Ce troisième portrait de plante de 2011 nous permet de nouveau de vous présenter une espèce indigène d’intérêt pour des applications de phytotechnologies. Le trichophore des Alpes fait partie de ces espèces apparentées aux graminées que plusieurs d’entre nous appellent simplement des linaigrettes. En fait, linaigrette est un nom vernaculaire vague désignant en français certaines plantes des genres Eriophorum et Trichophorum qui font partie de la famille des Cyperacées. On les apprécie tout spécialement à cause de leurs soies immaculées qui leur procurent un effet visuel sans pareil. Ces soies appartiennent en fait aux graines de la plantes (les akènes), et permettent une dispersion des graines par le vent. Très efficaces lorsqu’on habite la toundra! Indigène dans toutes les provinces et territoires du Canada, le trichophore des Alpes est une espèce vivace de petite taille et dépasse rarement 20 cm de hauteur. Ses tiges rapprochées forment un plant dense au port dressé dynamique. De petits épillets à écailles roussâtres se forment au sommet des tiges au cours du printemps et s’ensuivent les magnifiques longues houppes soyeuses qui persistent pendant plusieurs semaines, parfois même jusqu’au début de l’été. On la retrouve principalement dans les tourbières et les marais et bien qu’elle soit omniprésente dans le nord, elle fréquente l’ensemble de la province et s’adapte à une diversité d’habitat plus ou moins humides, voire carrément aride par période.
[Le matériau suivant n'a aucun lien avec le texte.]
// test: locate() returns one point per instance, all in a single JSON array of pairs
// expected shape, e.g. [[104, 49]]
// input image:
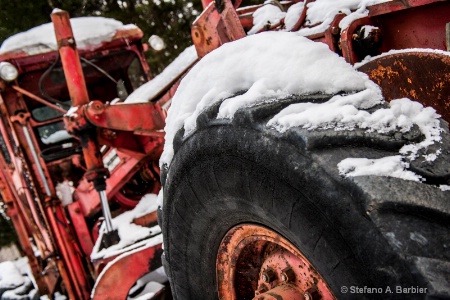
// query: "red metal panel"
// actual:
[[136, 265]]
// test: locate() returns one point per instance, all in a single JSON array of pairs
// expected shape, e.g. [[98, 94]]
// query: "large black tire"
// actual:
[[364, 231]]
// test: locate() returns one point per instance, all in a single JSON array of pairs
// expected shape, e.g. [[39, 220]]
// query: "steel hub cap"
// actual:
[[254, 262]]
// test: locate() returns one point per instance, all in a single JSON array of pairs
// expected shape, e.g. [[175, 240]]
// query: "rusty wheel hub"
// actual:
[[254, 262]]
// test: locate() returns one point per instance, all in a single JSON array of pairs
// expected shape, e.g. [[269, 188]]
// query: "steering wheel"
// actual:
[[60, 151]]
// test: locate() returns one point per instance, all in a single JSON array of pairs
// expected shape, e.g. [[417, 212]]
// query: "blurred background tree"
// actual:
[[169, 19]]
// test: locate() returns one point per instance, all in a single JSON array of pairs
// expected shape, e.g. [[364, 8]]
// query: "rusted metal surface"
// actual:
[[134, 265], [256, 262], [37, 98], [70, 58], [420, 76], [80, 227]]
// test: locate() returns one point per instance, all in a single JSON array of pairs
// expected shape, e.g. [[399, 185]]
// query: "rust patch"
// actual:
[[420, 76]]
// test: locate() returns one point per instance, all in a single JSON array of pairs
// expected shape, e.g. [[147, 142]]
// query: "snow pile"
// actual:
[[129, 232], [88, 32], [149, 90], [266, 65], [266, 15], [274, 65], [293, 15], [16, 280], [10, 276], [321, 13], [343, 113]]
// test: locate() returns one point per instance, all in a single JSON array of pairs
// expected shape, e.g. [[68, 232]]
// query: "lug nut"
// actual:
[[287, 275], [268, 276]]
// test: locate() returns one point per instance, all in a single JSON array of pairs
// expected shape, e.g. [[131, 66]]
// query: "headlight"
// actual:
[[8, 72], [156, 43]]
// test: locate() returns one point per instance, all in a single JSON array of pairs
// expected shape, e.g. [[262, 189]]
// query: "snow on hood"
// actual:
[[319, 15], [150, 89], [270, 64], [88, 32]]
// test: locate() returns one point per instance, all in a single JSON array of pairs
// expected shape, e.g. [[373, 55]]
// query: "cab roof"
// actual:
[[90, 33]]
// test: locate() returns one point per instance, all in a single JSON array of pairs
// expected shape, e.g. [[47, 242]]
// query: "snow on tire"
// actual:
[[314, 155]]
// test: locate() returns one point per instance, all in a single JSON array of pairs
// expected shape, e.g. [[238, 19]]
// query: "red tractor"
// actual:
[[54, 183], [286, 172]]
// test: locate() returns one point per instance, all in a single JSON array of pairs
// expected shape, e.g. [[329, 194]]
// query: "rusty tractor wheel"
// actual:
[[250, 213], [285, 273]]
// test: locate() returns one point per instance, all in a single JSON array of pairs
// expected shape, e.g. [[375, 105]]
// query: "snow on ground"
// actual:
[[155, 276], [319, 14], [149, 90], [274, 65], [129, 232], [16, 280], [42, 38]]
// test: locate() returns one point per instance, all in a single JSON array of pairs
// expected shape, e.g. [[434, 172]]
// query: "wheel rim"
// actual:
[[254, 262]]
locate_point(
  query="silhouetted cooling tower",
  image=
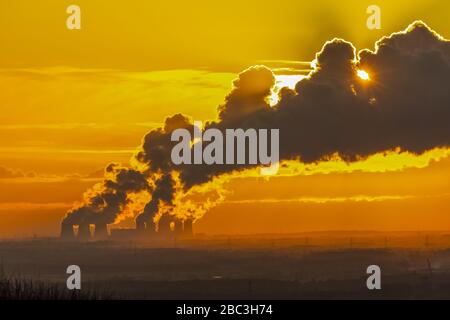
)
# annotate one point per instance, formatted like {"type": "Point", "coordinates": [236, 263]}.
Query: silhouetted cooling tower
{"type": "Point", "coordinates": [140, 225]}
{"type": "Point", "coordinates": [150, 226]}
{"type": "Point", "coordinates": [67, 231]}
{"type": "Point", "coordinates": [164, 224]}
{"type": "Point", "coordinates": [188, 228]}
{"type": "Point", "coordinates": [178, 227]}
{"type": "Point", "coordinates": [84, 232]}
{"type": "Point", "coordinates": [101, 231]}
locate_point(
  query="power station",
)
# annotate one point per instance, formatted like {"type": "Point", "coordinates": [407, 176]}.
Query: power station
{"type": "Point", "coordinates": [168, 227]}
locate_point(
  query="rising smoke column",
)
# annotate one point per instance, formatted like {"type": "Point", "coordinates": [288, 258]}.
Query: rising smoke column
{"type": "Point", "coordinates": [105, 201]}
{"type": "Point", "coordinates": [405, 107]}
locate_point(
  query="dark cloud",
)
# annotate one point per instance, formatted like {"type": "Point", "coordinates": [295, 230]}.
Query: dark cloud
{"type": "Point", "coordinates": [405, 106]}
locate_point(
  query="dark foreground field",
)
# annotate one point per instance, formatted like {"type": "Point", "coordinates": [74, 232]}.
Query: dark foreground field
{"type": "Point", "coordinates": [308, 266]}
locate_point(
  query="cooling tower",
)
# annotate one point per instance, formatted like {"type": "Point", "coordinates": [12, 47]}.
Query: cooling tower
{"type": "Point", "coordinates": [84, 232]}
{"type": "Point", "coordinates": [188, 229]}
{"type": "Point", "coordinates": [178, 227]}
{"type": "Point", "coordinates": [150, 226]}
{"type": "Point", "coordinates": [101, 231]}
{"type": "Point", "coordinates": [164, 224]}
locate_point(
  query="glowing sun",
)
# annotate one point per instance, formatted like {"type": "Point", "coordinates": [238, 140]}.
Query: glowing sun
{"type": "Point", "coordinates": [363, 75]}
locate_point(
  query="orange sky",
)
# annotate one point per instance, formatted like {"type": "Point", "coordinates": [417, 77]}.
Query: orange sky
{"type": "Point", "coordinates": [73, 101]}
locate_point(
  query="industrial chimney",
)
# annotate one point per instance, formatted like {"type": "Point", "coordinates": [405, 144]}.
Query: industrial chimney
{"type": "Point", "coordinates": [67, 231]}
{"type": "Point", "coordinates": [164, 224]}
{"type": "Point", "coordinates": [178, 229]}
{"type": "Point", "coordinates": [150, 226]}
{"type": "Point", "coordinates": [101, 231]}
{"type": "Point", "coordinates": [84, 232]}
{"type": "Point", "coordinates": [188, 229]}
Cette capacité d’adaptation en fait une espèce spécialement intéressante pour créer des aménagements à caractère écologique. D’ailleurs, lors des 12e Rendez-vous horticoles du Jardin botanique de Montréal qui avait lieu en 2009, le trichophore des Alpes a remporté les honneurs dans la catégorie Plante pour le jardinage écoresponsable. Le jury avait alors souligné que parce qu’elle pousse au soleil et s’adapte à divers sols alcalins ou acides, frais à détrempés, elle convient parfaitement aux jardins de pluie destinés à absorber l’eau de ruissellement venant des toits et d’autres surfaces imperméables. Outre cet avantage indéniable, les paysagistes seront heureux de l’utiliser d’abord et avant tout pour son caractère ornemental. Isolée ou en massif, le trichophorum des Alpes ne manque jamais d’attirer l’attention. Il constitue une alternative intéressante à bien des "graminées ornementales" de petite taille moins rustiques tel que plusieurs Carex horticoles. Avec autant d’atouts, nous sommes convaincus, tout comme l’horticultrice Claire Bélisle le soulignait dans son "Point de mire" du Québec Vert de mars 2010, que cette espèce méconnue est promis à un bel avenir!
Famille : Cypéracées
Nom latin : Trichophorum alpinum (Linnaeus) Persoon
Synonyme: Eriophorum alpinum Linnaeus, Scirpus hudsonianus (Michaux) Fernald
Nom français : trichophore des Alpes
Nom anglais : Alpine clubrush
Rusticité : zone 1
Lumière : plein soleil
Floraison : mai-juin
Hauteur minimum : 10 cm
Hauteur maximum : 30 cm
Largeur : 20 cm
Taux de plantation au m² : 15 à 30 plants
Humidité : De sec à détrempé
Habitat: Tourbières, marais, rochers. En sols tourbeux ou graveleux.
Avantages : Rusticité élevée, s’adapte à des taux d’humidité très variables, croît en sol pauvre.
Applications possibles : Jardin pluvial, zone de biorétention, aménagement en milieu urbain.
Utilisation au jardin : Jardin de pluie, rocaille, plates-bandes, utilisation en spécimen isolée ou en massif.